Going into last week’s GOP debate in Las Vegas, Charlie Cook, one of those people others look to to make sense of electoral politics, offered a few insights on where we are right now with the Republican presidential nomination and what it all means.
A few comments stood out.
The first is his contention that the Iowa caucuses on February 1st and the New Hampshire primary on February 8th will not “pick the eventual Republican nominee” although they will “winnow the field down to the final four” with “subsequent caucuses and primaries [narrowing] the contest down to the finals.”
He is picking Rubio and Christie as the most likely candidates to represent the “inside wing of the party” with Trump and Cruz as the outsiders.
In fact, in a talk Cook gave in Des Moines earlier in December, he argued that “Ted Cruz is best positioned to use his intellect, oratory skills, and intense preparation and concentration on tactics to pull ahead in the back stretch and win the Republican nomination.” He described Rubio as the “default candidate of the establishment wing.”
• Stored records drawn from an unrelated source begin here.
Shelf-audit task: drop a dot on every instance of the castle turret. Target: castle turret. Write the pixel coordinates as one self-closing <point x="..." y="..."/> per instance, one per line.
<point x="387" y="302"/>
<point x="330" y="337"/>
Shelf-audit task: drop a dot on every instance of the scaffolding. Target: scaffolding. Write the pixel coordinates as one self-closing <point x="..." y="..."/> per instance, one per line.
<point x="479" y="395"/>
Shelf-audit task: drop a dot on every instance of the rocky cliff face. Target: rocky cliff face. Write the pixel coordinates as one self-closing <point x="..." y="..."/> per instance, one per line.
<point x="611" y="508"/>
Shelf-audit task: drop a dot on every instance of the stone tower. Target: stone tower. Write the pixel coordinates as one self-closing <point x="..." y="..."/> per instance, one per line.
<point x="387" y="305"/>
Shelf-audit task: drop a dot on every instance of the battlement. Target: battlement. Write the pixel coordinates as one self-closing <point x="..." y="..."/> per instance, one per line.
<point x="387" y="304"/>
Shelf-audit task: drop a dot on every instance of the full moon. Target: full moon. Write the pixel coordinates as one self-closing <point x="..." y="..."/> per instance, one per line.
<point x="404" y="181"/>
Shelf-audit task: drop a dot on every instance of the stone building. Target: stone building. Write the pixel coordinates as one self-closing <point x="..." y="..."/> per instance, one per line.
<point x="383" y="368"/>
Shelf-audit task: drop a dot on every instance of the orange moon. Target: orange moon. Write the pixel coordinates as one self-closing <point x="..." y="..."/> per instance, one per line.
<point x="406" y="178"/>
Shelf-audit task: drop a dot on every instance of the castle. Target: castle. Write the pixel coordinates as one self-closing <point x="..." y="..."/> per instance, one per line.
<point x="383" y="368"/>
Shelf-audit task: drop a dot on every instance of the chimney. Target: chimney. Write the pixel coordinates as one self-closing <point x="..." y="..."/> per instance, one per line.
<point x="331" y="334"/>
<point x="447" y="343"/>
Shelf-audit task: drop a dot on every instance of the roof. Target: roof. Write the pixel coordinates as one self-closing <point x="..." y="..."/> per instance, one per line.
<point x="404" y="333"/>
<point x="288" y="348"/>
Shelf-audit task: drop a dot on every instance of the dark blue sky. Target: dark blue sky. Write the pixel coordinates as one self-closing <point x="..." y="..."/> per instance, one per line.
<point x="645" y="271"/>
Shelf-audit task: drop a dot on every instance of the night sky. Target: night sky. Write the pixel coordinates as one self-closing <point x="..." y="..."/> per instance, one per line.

As for Trump, he had this to say:
Liberals, moderates, and also Republicans of a more conventional stripe may fundamentally disagree with Trump’s positions and rhetoric—they can be appalled all they want—but it’s clear that he is striking a responsive chord with the GOP electorate. Even so, the two words that pop up with the greatest frequency about Trump in recent days are “judgment” and “temperament.” It’s entirely possible that rank-and-file Republicans will want to keep venting their spleens. But my hunch is that, at some point, voters will conjure up a mental picture of the Joint Chiefs of Staff, a CIA director, and others of careful judgment gathered around the conference table in the Situation Room, with American lives and treasure at stake.
Cook then says he doubts if a majority of Republicans want to visualize Trump sitting at the head of the table, making the big decisions.
As always Mr. Cook provides a very sensible perspective, although I just noticed the latest CNN poll pop up on my screen showing Trump at 39%, Cruz at 18%, Carson and Rubio each at 10%, and Christie at 5%.
Again, the most respected people in the business tell us Donald Trump cannot win the nomination because it defies everything we think we know about politics.
Truth is, I think Mr. Cook is right. I think his analysis makes good sense, and yet I am not completely comfortable we fully understand the nature of the responsive chord Trump is striking with the GOP electorate and ultimately whether it will be too difficult for them to snap back in order to embrace a candidate with more suitable judgment and temperament.